Iba camino a casa de Barthes, a orillas de la playa. Iba a seguir enamorándome y con esto quiero decir, quizás, que quería esconderme.





















[1] Código de honor propio de la mafia siciliana, que consta básicamente en no delatar a implicados ni dar información comprometedora que afecte a miembros de la familia.
[2] El padre de Giuseppe Briganti, el comandante Salvatore Briganti, participó asiduamente de las veladas en casa de Mónica Lane (prima en segundo grado de Jorge Malabia), junto con un grupo de refugiados italianos neofascistas, comandados por Stefano Delle Chiaie —involucrado en la conocida Operación Cóndor—, que pasaron una temporada en ella mientras se coordinaban los asesinatos a Carlos Altamirano y Bernardo Leighton. En esa misma casa se llevaron a cabo secretas reuniones con Augusto Pinochet y altos mandos de la DINA.

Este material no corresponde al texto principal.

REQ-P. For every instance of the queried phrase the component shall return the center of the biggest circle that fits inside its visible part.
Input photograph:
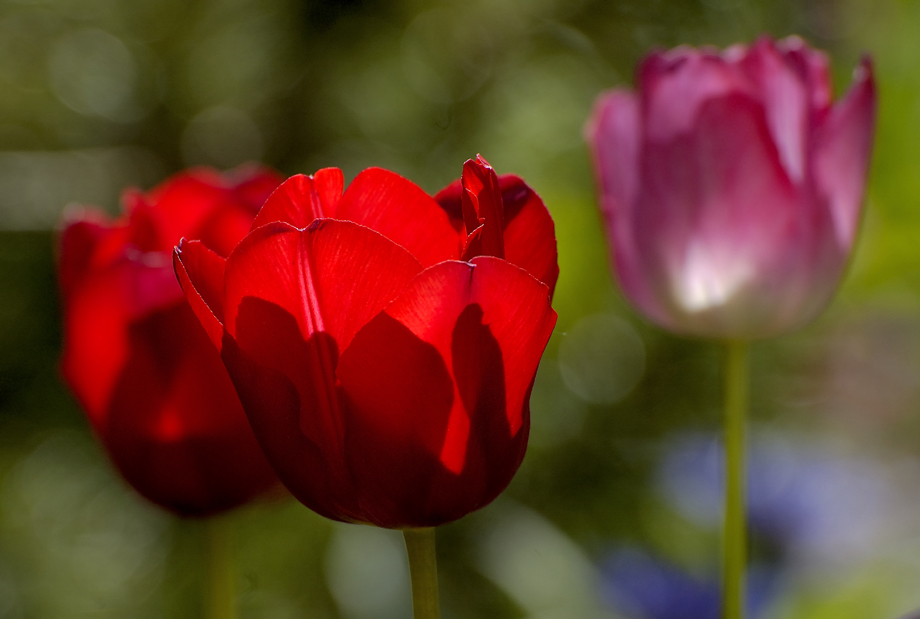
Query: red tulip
(732, 186)
(135, 356)
(387, 380)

[3]  Dos fragmentos de la declaración que prestara Briganti por la detención de Sebastian Diecz y Sei Shikibu (alias La Japonesita) por presunto narcotráfico (transcripción del audio):

«…no era necesario cerrar con llave la habitación, nunca lo he hecho. A pesar de algunas abominables diferencias, Oschla me parece una persona correcta. Le arriendo la pieza lo que ya pronto serán 5 años. La conseguí en ese tiempo a precio irrisorio, y a pesar de todos los infortunios de nuestra economía, nunca me ha subido ni un solo peso. No soy de hablar mucho con los demás moradores de la casa de Oschla, me parecen la mayoría un desastre; borrachos y drogadictos, ociosos, fracasados. Este tal Sebastian es ejemplar. Y con Oschla he tenido que mantener las distancias prudentes, pues políticamente no somos muy afines. Aunque ella también repudie, como yo, toda la política genocida estalinista —ella por supuesto piensa que Holodomor fue un genocidio propiamente tal, ¿lo conocen?…le parece una barbaridad, tal como a mí, es insólito que aún se defiendan esos ineptos comunistas con argumentos tan débiles… »

«¿del uso de armas?…Öschla sí, tenía un fusil en su armario. Había aprendido en la guerra a dejar armado un fusil en menos de un minuto. Su habitación da justo debajo mi piso. La escucho cantar (pues es lo que hace cada noche) canciones ucranianas a sus hijos, que ya tienen más de 15 años, para que se queden dormidos. Mire comisario, la guerra le enseña a la gente a estar más tranquila que la que no ha estado en la guerra. Eso lo aprendí de mi padre. La guerra hasta cierto punto es incluso sana…»

[4] Se puede percibir en el presente párrafo la parodia, sino indiscretamente el plagio de una escena aparecida en Confesiones de una máscara, primera novela del escritor japonés Yukio Mishima (Tokio, 1925 – 1970), en la que el protagonista también se masturba con una reproducción de la pintura de Reni, el pintor italiano postrenacentista. (N. de la E.)
[5] Se refiere a las lesbianas (N. de la E.)
[6] El retrato en realidad corresponde a la poeta rusa Marina Tsvietáieva a los 33 años, en París, 1925 (N. de la E.)